Right. The pieces come together. She just met with Kerry, which is all kinds of awkward that he doesn’t want to think about. “Well, we’re just waiting for a few other people,” he says, stating the obvious as he glances around the empty room.
“Yes sir.” She opens her folder, pulls out her papers. Her hair is longer than last time he saw her, falling forward until she tucks it behind her ear. Just where he kissed her seven weeks and three days ago.
He swallows and takes a seat opposite and slightly to her left, out of her direct line of sight. The silence is becoming heavy with unspoken words; one of them needs to say something. “How’s the new job?” he ventures.
“It’s good, sir,” she says, giving him a brief glance. Something’s definitely bothering her. In fact, she looks distinctly pissed. He goes cold at the thought that it’s because of the way they parted.
He clears his throat and forces himself to say, “And Shanahan? How does he like Nevada?”
“Pete’s still in Colorado,” she says, without looking up. “I’m commuting weekly.”
He grimaces. “That’s not easy.”
“We think it’s worth it.”
And that told him. He shifts awkwardly. “Carter—”
“I tried to call you, sir,” she says with a rare flare of heat in her eyes, the kind that says he’s gone too far. “You’ve changed your number.”
He feels a rush of relief because, although she’s pissed, it’s not because of what happened outside the bar. At least, not directly. “I—” He clears his throat. “My phone broke.”
She looks skeptical. “It broke, sir?”
“Yes.” It broke the night they said goodbye. It broke when it hit the wall he threw it against to stop himself from calling her and telling her that losing her was killing him. “You know me and technology, Carter,” he says evenly. “I couldn’t figure out how to move all the numbers over.”
“You just transfer the SIM,” she says.
He gives her a convincingly blank stare. “The what?”
She frowns, but he thinks there might a slight twitch at the corner of her mouth. Dryly she says, “Did you forget how to use email too, sir?”
The dichotomy with Carter these days is that the more she makes him smile, the more it hurts. “I prefer carrier pigeon.”
She shakes her head, but there’s a genuine frustrated smile when she looks at him. “Sir, can we—?”

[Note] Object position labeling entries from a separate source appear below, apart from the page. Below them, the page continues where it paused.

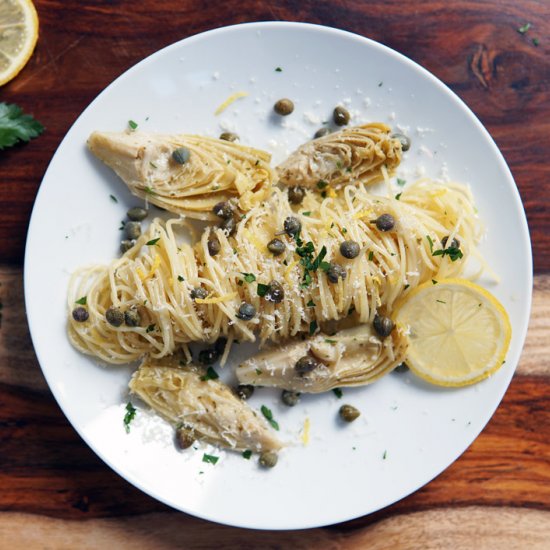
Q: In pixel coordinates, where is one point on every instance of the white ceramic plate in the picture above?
(408, 431)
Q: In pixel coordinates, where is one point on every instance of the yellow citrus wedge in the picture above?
(458, 332)
(18, 36)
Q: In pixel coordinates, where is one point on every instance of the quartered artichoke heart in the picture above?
(352, 357)
(351, 155)
(208, 172)
(207, 408)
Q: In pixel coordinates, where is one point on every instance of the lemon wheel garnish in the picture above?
(458, 332)
(18, 36)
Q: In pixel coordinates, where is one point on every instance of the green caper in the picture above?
(321, 132)
(382, 325)
(292, 225)
(184, 437)
(350, 249)
(296, 194)
(275, 292)
(246, 312)
(214, 246)
(132, 230)
(404, 140)
(244, 391)
(305, 364)
(340, 115)
(455, 243)
(80, 314)
(276, 247)
(198, 292)
(385, 222)
(229, 136)
(223, 210)
(181, 155)
(126, 245)
(348, 413)
(268, 459)
(114, 316)
(284, 107)
(290, 398)
(132, 318)
(137, 214)
(335, 272)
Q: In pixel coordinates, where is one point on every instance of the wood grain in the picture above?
(473, 46)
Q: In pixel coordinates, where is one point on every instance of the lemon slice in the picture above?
(18, 36)
(458, 332)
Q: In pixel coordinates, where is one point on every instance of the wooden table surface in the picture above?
(55, 493)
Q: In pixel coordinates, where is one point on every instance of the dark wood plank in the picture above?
(473, 46)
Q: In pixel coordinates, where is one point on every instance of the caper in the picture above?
(208, 356)
(321, 132)
(229, 136)
(382, 325)
(126, 245)
(405, 141)
(385, 222)
(132, 230)
(268, 459)
(80, 314)
(137, 214)
(335, 272)
(340, 115)
(276, 247)
(214, 245)
(114, 316)
(246, 312)
(283, 107)
(198, 292)
(244, 391)
(290, 398)
(292, 225)
(229, 226)
(275, 292)
(132, 318)
(348, 413)
(296, 194)
(181, 155)
(305, 364)
(184, 438)
(455, 243)
(223, 210)
(350, 249)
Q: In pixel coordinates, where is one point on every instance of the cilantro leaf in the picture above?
(16, 126)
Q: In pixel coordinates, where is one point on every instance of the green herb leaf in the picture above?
(129, 416)
(210, 374)
(210, 459)
(16, 126)
(269, 416)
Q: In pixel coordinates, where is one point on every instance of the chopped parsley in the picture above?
(210, 459)
(210, 374)
(269, 416)
(129, 416)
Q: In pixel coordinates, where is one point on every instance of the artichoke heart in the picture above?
(352, 357)
(351, 155)
(206, 407)
(211, 171)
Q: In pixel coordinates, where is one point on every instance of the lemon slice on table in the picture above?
(18, 36)
(458, 332)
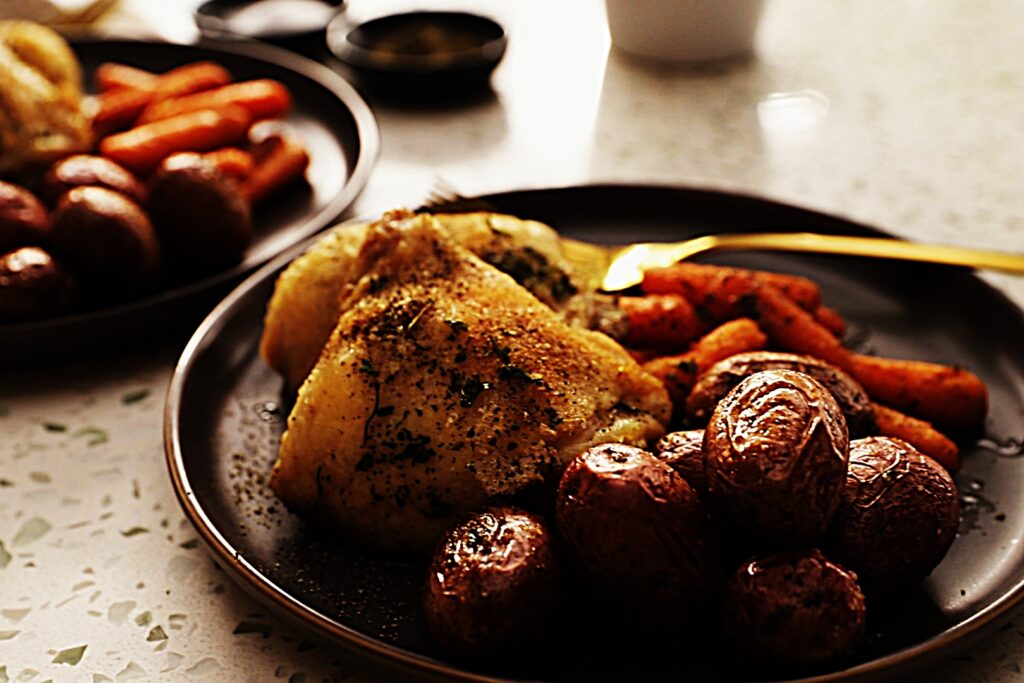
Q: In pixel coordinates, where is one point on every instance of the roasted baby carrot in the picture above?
(286, 162)
(948, 396)
(918, 433)
(660, 321)
(231, 161)
(679, 373)
(120, 108)
(263, 98)
(830, 319)
(112, 76)
(802, 291)
(142, 147)
(699, 282)
(190, 78)
(794, 329)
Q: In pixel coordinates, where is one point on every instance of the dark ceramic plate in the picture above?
(328, 115)
(224, 416)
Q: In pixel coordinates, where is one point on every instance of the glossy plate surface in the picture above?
(328, 115)
(225, 413)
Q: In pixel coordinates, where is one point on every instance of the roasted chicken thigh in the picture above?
(445, 385)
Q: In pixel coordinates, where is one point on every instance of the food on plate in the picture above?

“Morning, General.” Malcolm Barrett steps into the room with a file tucked under his arm and a coffee in his other hand. He smiles at Carter. “Colonel, good to see you again.”
“Agent Barrett.” She gets to her feet, shakes his hand. “How are you?”
And so the moment passes and the meeting begins. It’s just a ‘get to know you’ really, two hours of department heads briefing him on their current projects, objectives, and budgets. Two hours of him trying not to gaze at Carter the whole time, yet repeatedly failing and catching her eye before they both awkwardly look away. Two hours of wondering whether the whole room can see little cartoon hearts floating in his eyes when he looks at her.
But at last it’s over and Barrett’s finishing the final item on the agenda, updating them all on a dozen internal security issues.
“Finally, Colonel,” he says to Carter, “I’m still waiting to hear back on a couple of things but your enhanced clearance should be through by the end of the week.”
“So I have until then to organize my secret plan to take over the world?” she says. And then, to the silent room, she adds an embarrassed, “Joke.”
But Barrett smiles and Jack remembers he always had a soft spot for Carter. He’d tell him to get to the back of the line, except there’s no line anymore. “Thanks, Barrett,” he says. “We’ll trust you to keep the colonel’s megalomaniac tendencies in check.” He glances around at everyone else. “Any other business?”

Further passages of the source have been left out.